In sostanza, quanto ai tributi non armonizzati l’obbligo non esiste, mentre quanto all’IVA l’obbligo sussiste, ma il contribuente deve fornire la cosiddetta “prova di resistenza”, cioè deve dimostrare che, ove il contraddittorio fosse stato attivato, esso “avrebbe potuto comportare un risultato diverso”.

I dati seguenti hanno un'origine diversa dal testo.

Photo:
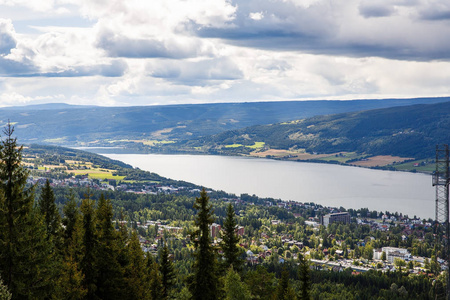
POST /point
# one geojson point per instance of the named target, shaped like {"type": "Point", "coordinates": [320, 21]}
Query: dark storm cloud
{"type": "Point", "coordinates": [334, 29]}
{"type": "Point", "coordinates": [436, 13]}
{"type": "Point", "coordinates": [7, 40]}
{"type": "Point", "coordinates": [369, 10]}
{"type": "Point", "coordinates": [14, 69]}
{"type": "Point", "coordinates": [117, 45]}
{"type": "Point", "coordinates": [196, 73]}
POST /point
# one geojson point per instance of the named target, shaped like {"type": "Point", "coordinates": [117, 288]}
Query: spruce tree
{"type": "Point", "coordinates": [47, 208]}
{"type": "Point", "coordinates": [229, 241]}
{"type": "Point", "coordinates": [4, 293]}
{"type": "Point", "coordinates": [136, 279]}
{"type": "Point", "coordinates": [24, 253]}
{"type": "Point", "coordinates": [304, 276]}
{"type": "Point", "coordinates": [90, 246]}
{"type": "Point", "coordinates": [167, 271]}
{"type": "Point", "coordinates": [110, 273]}
{"type": "Point", "coordinates": [204, 285]}
{"type": "Point", "coordinates": [70, 284]}
{"type": "Point", "coordinates": [235, 288]}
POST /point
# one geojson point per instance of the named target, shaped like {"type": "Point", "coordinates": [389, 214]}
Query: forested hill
{"type": "Point", "coordinates": [89, 125]}
{"type": "Point", "coordinates": [407, 131]}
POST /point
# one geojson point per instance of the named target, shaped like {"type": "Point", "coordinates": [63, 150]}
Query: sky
{"type": "Point", "coordinates": [148, 52]}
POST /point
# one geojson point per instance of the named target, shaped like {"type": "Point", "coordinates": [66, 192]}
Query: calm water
{"type": "Point", "coordinates": [329, 185]}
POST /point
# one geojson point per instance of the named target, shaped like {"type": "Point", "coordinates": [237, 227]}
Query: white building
{"type": "Point", "coordinates": [392, 253]}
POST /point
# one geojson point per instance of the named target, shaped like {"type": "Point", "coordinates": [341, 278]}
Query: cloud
{"type": "Point", "coordinates": [7, 39]}
{"type": "Point", "coordinates": [372, 9]}
{"type": "Point", "coordinates": [354, 28]}
{"type": "Point", "coordinates": [436, 11]}
{"type": "Point", "coordinates": [196, 73]}
{"type": "Point", "coordinates": [174, 47]}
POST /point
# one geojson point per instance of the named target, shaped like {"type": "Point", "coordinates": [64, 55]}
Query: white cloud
{"type": "Point", "coordinates": [191, 51]}
{"type": "Point", "coordinates": [256, 16]}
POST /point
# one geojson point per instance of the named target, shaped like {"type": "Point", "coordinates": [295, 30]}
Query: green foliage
{"type": "Point", "coordinates": [167, 271]}
{"type": "Point", "coordinates": [205, 281]}
{"type": "Point", "coordinates": [305, 279]}
{"type": "Point", "coordinates": [230, 239]}
{"type": "Point", "coordinates": [47, 208]}
{"type": "Point", "coordinates": [25, 255]}
{"type": "Point", "coordinates": [4, 293]}
{"type": "Point", "coordinates": [235, 289]}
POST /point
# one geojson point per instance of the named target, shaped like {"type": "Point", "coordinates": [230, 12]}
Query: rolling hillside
{"type": "Point", "coordinates": [62, 124]}
{"type": "Point", "coordinates": [407, 131]}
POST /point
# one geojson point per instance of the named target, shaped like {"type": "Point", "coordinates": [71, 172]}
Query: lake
{"type": "Point", "coordinates": [326, 184]}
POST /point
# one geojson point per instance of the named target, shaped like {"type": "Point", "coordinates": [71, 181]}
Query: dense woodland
{"type": "Point", "coordinates": [77, 243]}
{"type": "Point", "coordinates": [409, 131]}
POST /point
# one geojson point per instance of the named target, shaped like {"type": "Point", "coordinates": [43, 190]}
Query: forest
{"type": "Point", "coordinates": [80, 243]}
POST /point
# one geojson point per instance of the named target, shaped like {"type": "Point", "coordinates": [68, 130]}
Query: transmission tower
{"type": "Point", "coordinates": [441, 180]}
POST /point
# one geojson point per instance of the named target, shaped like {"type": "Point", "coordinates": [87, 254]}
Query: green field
{"type": "Point", "coordinates": [425, 165]}
{"type": "Point", "coordinates": [343, 158]}
{"type": "Point", "coordinates": [257, 145]}
{"type": "Point", "coordinates": [103, 176]}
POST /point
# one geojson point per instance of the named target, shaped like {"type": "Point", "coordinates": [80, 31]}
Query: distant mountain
{"type": "Point", "coordinates": [407, 131]}
{"type": "Point", "coordinates": [72, 125]}
{"type": "Point", "coordinates": [45, 106]}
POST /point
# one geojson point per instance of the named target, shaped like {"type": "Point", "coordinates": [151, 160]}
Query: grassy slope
{"type": "Point", "coordinates": [73, 125]}
{"type": "Point", "coordinates": [410, 131]}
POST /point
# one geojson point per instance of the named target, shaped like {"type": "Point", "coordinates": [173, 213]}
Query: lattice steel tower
{"type": "Point", "coordinates": [441, 180]}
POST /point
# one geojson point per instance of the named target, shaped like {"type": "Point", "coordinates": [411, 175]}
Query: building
{"type": "Point", "coordinates": [392, 253]}
{"type": "Point", "coordinates": [343, 217]}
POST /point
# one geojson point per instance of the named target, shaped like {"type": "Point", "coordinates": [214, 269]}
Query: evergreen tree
{"type": "Point", "coordinates": [47, 208]}
{"type": "Point", "coordinates": [156, 285]}
{"type": "Point", "coordinates": [305, 280]}
{"type": "Point", "coordinates": [235, 288]}
{"type": "Point", "coordinates": [24, 252]}
{"type": "Point", "coordinates": [136, 279]}
{"type": "Point", "coordinates": [204, 285]}
{"type": "Point", "coordinates": [70, 285]}
{"type": "Point", "coordinates": [90, 246]}
{"type": "Point", "coordinates": [4, 293]}
{"type": "Point", "coordinates": [110, 273]}
{"type": "Point", "coordinates": [167, 271]}
{"type": "Point", "coordinates": [283, 285]}
{"type": "Point", "coordinates": [230, 239]}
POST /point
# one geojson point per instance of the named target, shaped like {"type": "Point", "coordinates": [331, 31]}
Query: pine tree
{"type": "Point", "coordinates": [70, 284]}
{"type": "Point", "coordinates": [136, 279]}
{"type": "Point", "coordinates": [4, 293]}
{"type": "Point", "coordinates": [283, 285]}
{"type": "Point", "coordinates": [235, 288]}
{"type": "Point", "coordinates": [167, 271]}
{"type": "Point", "coordinates": [204, 285]}
{"type": "Point", "coordinates": [24, 252]}
{"type": "Point", "coordinates": [305, 280]}
{"type": "Point", "coordinates": [110, 273]}
{"type": "Point", "coordinates": [90, 245]}
{"type": "Point", "coordinates": [230, 240]}
{"type": "Point", "coordinates": [48, 210]}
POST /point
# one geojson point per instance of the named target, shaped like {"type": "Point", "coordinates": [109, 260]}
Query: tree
{"type": "Point", "coordinates": [204, 285]}
{"type": "Point", "coordinates": [4, 293]}
{"type": "Point", "coordinates": [230, 239]}
{"type": "Point", "coordinates": [235, 288]}
{"type": "Point", "coordinates": [136, 270]}
{"type": "Point", "coordinates": [47, 208]}
{"type": "Point", "coordinates": [90, 243]}
{"type": "Point", "coordinates": [25, 255]}
{"type": "Point", "coordinates": [167, 272]}
{"type": "Point", "coordinates": [283, 285]}
{"type": "Point", "coordinates": [110, 273]}
{"type": "Point", "coordinates": [304, 276]}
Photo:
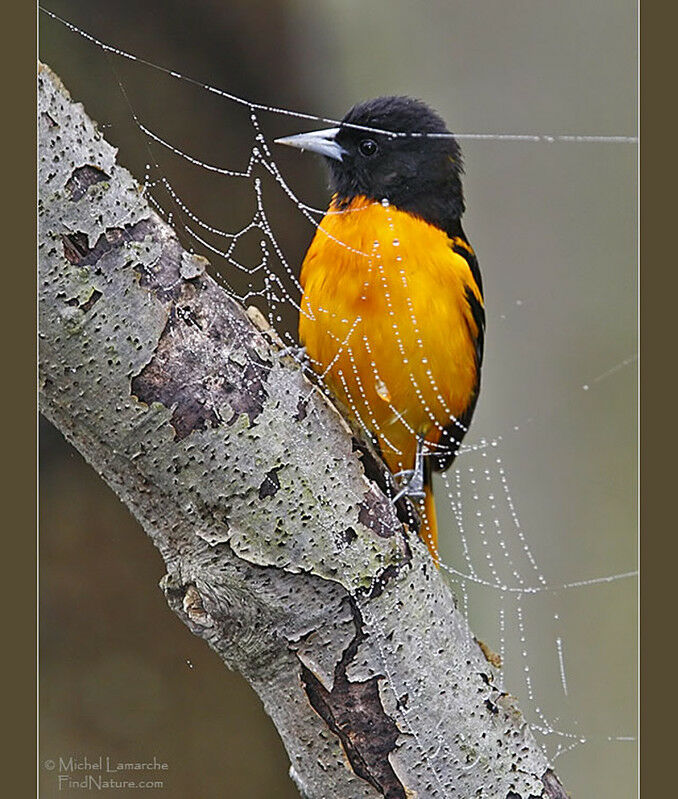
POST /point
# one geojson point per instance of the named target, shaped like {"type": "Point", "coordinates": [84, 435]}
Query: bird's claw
{"type": "Point", "coordinates": [412, 483]}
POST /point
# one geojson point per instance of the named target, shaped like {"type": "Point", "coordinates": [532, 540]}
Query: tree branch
{"type": "Point", "coordinates": [280, 551]}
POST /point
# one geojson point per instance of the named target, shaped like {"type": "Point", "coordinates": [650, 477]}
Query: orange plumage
{"type": "Point", "coordinates": [392, 313]}
{"type": "Point", "coordinates": [384, 318]}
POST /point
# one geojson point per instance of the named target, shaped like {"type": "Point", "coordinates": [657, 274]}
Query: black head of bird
{"type": "Point", "coordinates": [396, 149]}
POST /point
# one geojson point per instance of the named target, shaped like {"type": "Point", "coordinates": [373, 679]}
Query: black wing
{"type": "Point", "coordinates": [453, 434]}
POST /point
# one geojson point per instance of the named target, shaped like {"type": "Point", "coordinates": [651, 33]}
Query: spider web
{"type": "Point", "coordinates": [514, 597]}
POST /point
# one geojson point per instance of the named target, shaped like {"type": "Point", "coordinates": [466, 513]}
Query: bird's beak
{"type": "Point", "coordinates": [317, 141]}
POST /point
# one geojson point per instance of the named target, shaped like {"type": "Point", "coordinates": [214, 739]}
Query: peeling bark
{"type": "Point", "coordinates": [281, 546]}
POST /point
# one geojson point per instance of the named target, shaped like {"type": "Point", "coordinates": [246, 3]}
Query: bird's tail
{"type": "Point", "coordinates": [429, 523]}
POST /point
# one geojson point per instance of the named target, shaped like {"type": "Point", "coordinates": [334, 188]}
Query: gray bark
{"type": "Point", "coordinates": [280, 551]}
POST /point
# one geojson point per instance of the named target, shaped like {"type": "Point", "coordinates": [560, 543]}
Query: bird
{"type": "Point", "coordinates": [392, 312]}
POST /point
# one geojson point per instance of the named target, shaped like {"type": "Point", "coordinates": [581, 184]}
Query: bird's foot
{"type": "Point", "coordinates": [411, 482]}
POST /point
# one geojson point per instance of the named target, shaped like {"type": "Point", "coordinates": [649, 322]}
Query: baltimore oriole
{"type": "Point", "coordinates": [392, 311]}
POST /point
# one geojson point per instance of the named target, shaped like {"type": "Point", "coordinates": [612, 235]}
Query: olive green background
{"type": "Point", "coordinates": [555, 229]}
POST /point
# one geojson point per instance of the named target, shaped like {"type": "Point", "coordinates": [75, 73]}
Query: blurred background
{"type": "Point", "coordinates": [554, 225]}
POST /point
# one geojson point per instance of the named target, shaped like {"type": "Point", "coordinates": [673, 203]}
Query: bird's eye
{"type": "Point", "coordinates": [368, 147]}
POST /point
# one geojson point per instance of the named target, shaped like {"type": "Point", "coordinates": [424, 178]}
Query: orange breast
{"type": "Point", "coordinates": [385, 320]}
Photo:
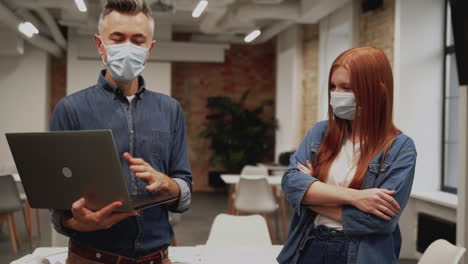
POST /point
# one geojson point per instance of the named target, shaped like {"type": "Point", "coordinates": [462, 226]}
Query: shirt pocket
{"type": "Point", "coordinates": [161, 141]}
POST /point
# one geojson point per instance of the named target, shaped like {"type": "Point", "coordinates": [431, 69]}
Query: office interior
{"type": "Point", "coordinates": [287, 65]}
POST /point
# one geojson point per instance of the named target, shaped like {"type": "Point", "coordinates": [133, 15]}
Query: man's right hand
{"type": "Point", "coordinates": [85, 220]}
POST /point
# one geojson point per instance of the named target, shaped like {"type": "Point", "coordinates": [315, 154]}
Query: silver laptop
{"type": "Point", "coordinates": [58, 168]}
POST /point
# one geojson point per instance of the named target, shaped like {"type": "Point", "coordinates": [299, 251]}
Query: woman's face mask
{"type": "Point", "coordinates": [125, 61]}
{"type": "Point", "coordinates": [343, 104]}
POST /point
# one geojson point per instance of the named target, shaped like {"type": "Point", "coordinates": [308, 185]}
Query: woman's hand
{"type": "Point", "coordinates": [307, 170]}
{"type": "Point", "coordinates": [376, 201]}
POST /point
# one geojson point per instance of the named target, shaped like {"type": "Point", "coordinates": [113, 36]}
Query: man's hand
{"type": "Point", "coordinates": [85, 220]}
{"type": "Point", "coordinates": [156, 180]}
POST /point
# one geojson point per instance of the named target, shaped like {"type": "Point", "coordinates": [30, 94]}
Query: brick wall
{"type": "Point", "coordinates": [377, 28]}
{"type": "Point", "coordinates": [246, 66]}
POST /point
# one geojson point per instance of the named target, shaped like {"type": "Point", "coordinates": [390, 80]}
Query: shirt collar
{"type": "Point", "coordinates": [116, 91]}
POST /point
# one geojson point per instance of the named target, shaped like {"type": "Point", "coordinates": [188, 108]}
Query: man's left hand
{"type": "Point", "coordinates": [156, 180]}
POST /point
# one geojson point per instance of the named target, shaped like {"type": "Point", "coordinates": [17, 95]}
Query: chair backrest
{"type": "Point", "coordinates": [442, 251]}
{"type": "Point", "coordinates": [235, 230]}
{"type": "Point", "coordinates": [254, 195]}
{"type": "Point", "coordinates": [9, 195]}
{"type": "Point", "coordinates": [254, 170]}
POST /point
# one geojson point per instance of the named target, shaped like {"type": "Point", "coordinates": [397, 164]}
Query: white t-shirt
{"type": "Point", "coordinates": [341, 173]}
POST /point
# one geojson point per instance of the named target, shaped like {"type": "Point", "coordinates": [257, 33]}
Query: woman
{"type": "Point", "coordinates": [351, 176]}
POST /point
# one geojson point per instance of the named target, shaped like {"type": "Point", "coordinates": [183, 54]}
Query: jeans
{"type": "Point", "coordinates": [325, 246]}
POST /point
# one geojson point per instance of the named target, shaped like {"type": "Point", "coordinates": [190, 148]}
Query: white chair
{"type": "Point", "coordinates": [254, 196]}
{"type": "Point", "coordinates": [235, 230]}
{"type": "Point", "coordinates": [254, 170]}
{"type": "Point", "coordinates": [442, 251]}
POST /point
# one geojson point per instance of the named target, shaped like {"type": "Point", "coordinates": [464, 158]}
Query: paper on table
{"type": "Point", "coordinates": [58, 258]}
{"type": "Point", "coordinates": [239, 254]}
{"type": "Point", "coordinates": [184, 255]}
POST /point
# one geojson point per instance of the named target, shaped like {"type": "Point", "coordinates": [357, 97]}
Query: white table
{"type": "Point", "coordinates": [233, 179]}
{"type": "Point", "coordinates": [275, 181]}
{"type": "Point", "coordinates": [179, 255]}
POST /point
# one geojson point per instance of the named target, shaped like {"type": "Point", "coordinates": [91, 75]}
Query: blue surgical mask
{"type": "Point", "coordinates": [343, 104]}
{"type": "Point", "coordinates": [125, 61]}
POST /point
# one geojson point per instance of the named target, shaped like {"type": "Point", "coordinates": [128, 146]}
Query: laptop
{"type": "Point", "coordinates": [58, 168]}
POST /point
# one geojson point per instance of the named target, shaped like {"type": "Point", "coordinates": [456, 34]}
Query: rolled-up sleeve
{"type": "Point", "coordinates": [61, 120]}
{"type": "Point", "coordinates": [295, 182]}
{"type": "Point", "coordinates": [399, 177]}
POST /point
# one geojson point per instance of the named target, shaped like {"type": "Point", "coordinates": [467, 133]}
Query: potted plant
{"type": "Point", "coordinates": [239, 136]}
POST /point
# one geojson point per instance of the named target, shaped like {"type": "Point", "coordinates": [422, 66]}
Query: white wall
{"type": "Point", "coordinates": [418, 71]}
{"type": "Point", "coordinates": [82, 73]}
{"type": "Point", "coordinates": [336, 35]}
{"type": "Point", "coordinates": [288, 89]}
{"type": "Point", "coordinates": [24, 101]}
{"type": "Point", "coordinates": [419, 82]}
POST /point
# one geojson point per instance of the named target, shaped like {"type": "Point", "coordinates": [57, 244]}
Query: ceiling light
{"type": "Point", "coordinates": [28, 29]}
{"type": "Point", "coordinates": [81, 5]}
{"type": "Point", "coordinates": [253, 35]}
{"type": "Point", "coordinates": [199, 9]}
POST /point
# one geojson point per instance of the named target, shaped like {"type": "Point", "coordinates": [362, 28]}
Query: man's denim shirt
{"type": "Point", "coordinates": [151, 127]}
{"type": "Point", "coordinates": [378, 240]}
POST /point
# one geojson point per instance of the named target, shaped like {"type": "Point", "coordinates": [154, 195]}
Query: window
{"type": "Point", "coordinates": [450, 111]}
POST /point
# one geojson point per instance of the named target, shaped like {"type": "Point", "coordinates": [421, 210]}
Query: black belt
{"type": "Point", "coordinates": [323, 232]}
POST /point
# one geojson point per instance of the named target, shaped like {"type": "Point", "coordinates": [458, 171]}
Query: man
{"type": "Point", "coordinates": [149, 132]}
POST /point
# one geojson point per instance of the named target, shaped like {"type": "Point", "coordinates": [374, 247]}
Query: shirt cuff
{"type": "Point", "coordinates": [185, 197]}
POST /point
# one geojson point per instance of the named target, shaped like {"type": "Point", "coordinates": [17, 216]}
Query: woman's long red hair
{"type": "Point", "coordinates": [372, 83]}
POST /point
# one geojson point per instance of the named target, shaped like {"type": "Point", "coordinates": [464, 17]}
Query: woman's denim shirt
{"type": "Point", "coordinates": [379, 241]}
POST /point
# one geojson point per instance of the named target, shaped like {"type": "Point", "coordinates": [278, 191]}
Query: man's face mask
{"type": "Point", "coordinates": [343, 104]}
{"type": "Point", "coordinates": [125, 61]}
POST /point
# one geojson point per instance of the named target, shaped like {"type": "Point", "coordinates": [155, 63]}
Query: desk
{"type": "Point", "coordinates": [275, 181]}
{"type": "Point", "coordinates": [179, 255]}
{"type": "Point", "coordinates": [28, 214]}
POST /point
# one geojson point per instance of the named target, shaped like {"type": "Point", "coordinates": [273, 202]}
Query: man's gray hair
{"type": "Point", "coordinates": [130, 7]}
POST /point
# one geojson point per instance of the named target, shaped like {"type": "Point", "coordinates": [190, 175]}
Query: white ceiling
{"type": "Point", "coordinates": [226, 21]}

La sentenza richiama anche il recente arresto giurisprudenziale a Sezioni Unite dato con la pronuncia Cass. n. 21271 del 2025, secondo il quale, con riguardo alla disciplina ratione temporis applicabile e alle verifiche “a tavolino” su tributi armonizzati:

“la violazione dell’obbligo di contraddittorio procedimentale comporta l’invalidità dell’atto purché il contribuente abbia assolto all’onere di enunciare in concreto gli elementi in fatto che avrebbe potuto far valere e non abbia proposto un’opposizione meramente pretestuosa, fittizia o strumentale, tale essendo quella non idonea, secondo una valutazione probabilistica ex ante spettante al giudice di merito, a determinare un risultato diverso del procedimento impositivo.”;

La sentenza in sostanza consolida un orientamento che può, a questo punto, dirsi granitico, chiudendo praticamente le porte al tentativo di scardinare l’atto impositivo per la strada della violazione del principio del contraddittorio, se non in casi estremamente limitati (IVA + dimostrazione rigorosa della prova di resistenza).